Il détacha l’embarcation, la poussa et s’accroupit à l’intérieur. Elle était étroite et instable. Cléo sentait au plus profond de ses tripes que s’aventurer sur ce bras d’eau sans y voir plus loin que le bout du nez relevait d’une extrême sottise.

Arrête de flipper pour rien.

Cléo esquissa un sourire en se demandant ce que Maude penserait de lui si elle pouvait l’observer barboter en pleine nuit. Sûrement rien de bien raisonnable. Il restait à l’affût des remous, rama et se laissa porter par le courant jusqu’à l’île. Il fonça droit sur un tas de branches enchevêtrées, et s’aida du bois pour s’en écarter.

La barque glissa lentement sur la grève. Elle s’arrêta d’un coup sec. Cléo sauta sur le rivage et d’emblée, constata que les hauteurs de la berge revêtaient des allures de forteresse imprenable avec sa barrière de roseaux aussi épaisse qu’un mur de béton.

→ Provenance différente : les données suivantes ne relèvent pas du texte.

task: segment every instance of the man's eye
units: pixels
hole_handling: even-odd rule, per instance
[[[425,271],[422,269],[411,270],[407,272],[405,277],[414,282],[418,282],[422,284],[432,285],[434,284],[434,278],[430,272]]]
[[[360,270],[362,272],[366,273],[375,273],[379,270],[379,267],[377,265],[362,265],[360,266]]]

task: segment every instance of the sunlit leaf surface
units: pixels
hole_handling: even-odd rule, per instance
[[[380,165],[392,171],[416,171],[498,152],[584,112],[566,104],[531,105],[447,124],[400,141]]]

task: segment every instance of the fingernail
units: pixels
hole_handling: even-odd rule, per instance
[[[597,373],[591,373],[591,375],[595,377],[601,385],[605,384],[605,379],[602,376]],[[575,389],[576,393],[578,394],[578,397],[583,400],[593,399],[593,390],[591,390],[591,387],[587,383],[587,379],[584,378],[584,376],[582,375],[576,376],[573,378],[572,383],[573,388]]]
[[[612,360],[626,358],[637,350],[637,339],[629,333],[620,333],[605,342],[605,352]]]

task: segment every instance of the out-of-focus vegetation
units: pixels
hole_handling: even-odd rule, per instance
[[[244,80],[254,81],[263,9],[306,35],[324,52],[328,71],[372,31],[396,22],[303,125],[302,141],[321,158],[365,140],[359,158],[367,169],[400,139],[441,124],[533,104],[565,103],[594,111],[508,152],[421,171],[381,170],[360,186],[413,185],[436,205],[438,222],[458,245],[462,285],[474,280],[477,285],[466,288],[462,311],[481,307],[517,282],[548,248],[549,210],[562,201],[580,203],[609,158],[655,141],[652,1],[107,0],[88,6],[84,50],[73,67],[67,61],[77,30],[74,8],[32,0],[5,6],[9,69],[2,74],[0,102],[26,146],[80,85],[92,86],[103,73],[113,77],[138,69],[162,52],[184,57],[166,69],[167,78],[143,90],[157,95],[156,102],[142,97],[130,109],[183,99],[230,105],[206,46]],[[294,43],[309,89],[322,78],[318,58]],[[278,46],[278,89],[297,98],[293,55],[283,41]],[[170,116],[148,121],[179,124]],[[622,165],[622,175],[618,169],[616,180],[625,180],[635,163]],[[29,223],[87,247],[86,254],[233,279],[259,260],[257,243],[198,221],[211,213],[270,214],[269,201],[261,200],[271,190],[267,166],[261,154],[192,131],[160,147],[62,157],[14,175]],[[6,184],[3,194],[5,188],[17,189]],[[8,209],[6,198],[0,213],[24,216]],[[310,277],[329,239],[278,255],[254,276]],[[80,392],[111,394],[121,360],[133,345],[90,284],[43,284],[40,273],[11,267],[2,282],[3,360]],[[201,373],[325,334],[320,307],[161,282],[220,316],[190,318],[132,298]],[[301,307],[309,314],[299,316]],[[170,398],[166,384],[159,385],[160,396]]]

À part un crétin comme toi, qui viendrait dans ce bourbier ? 

Il s’engagea péniblement au milieu des cannes et remarqua un passage étroit sur sa droite. Cléo s’y engouffra en repoussant avec fureur les dernières tiges qui se rabattirent aussitôt dans son dos. Il s’entêta, ruminant sans cesse, et ses efforts finirent par payer quand il découvrit un sentier qui s’ouvrait sur une clairière. Il observa attentivement tout autour et eut une seconde d’hésitation en repérant deux yeux rouges. Surpris, Cléo recula et les fixa à son tour. Il comprit qu’il était en présence d’une hirondelle de mer. On eût dit qu’elle prenait un malin plaisir à le voir souffrir. Il poussa un soulagement.

Je te remercie pour ton amabilité, enfoiré de piaf ! 

Alors que jusque-là, il s’était inventé mille bonnes raisons de quitter le marais, un galet plus luisant attira son attention.

Le caillou gisait au milieu de quelques gravats. Cléo parvint à distinguer son aspect poli, arrondi, aussi lisse qu’une coquille d’œuf. Il s’en approcha, se pencha et s’en empara. Au contact de ses doigts, il sentit un frisson le parcourir de la tête aux pieds. Il tomba à genoux.

Bordel ! Je crois devenir dingue ! 

Il creusa autour pour le dégager avec une intuition qui le poussait à se mordiller les lèvres. En l’arrachant, il souleva une poignée de sable et demeura quelques secondes les bras ballants avec un air hébété.

« Bon sang ! » s’écria-t-il.

Son pouls alla croissant et son corps se mit à trembler. Là, enfoui sous le sable, ce qu’il avait cru être un coquillage ou bien une pierre n’était autre qu’un fragment de crâne de la taille de son poing.

Il se redressa de tout son mètre quatre-vingt et voulut s’en retourner au plus vite, en emportant le morceau de boîte osseuse.

C’est une mauvaise idée, tu n’as tout de même pas l’intention de te présenter au commissariat avec cette saloperie dans les mains.

Il reposa la voûte crânienne, traversa le champ de tiges, les yeux grands ouverts, la sueur lui dégoulinant sur le visage. Il répétait à voix haute : Ayden disait vrai.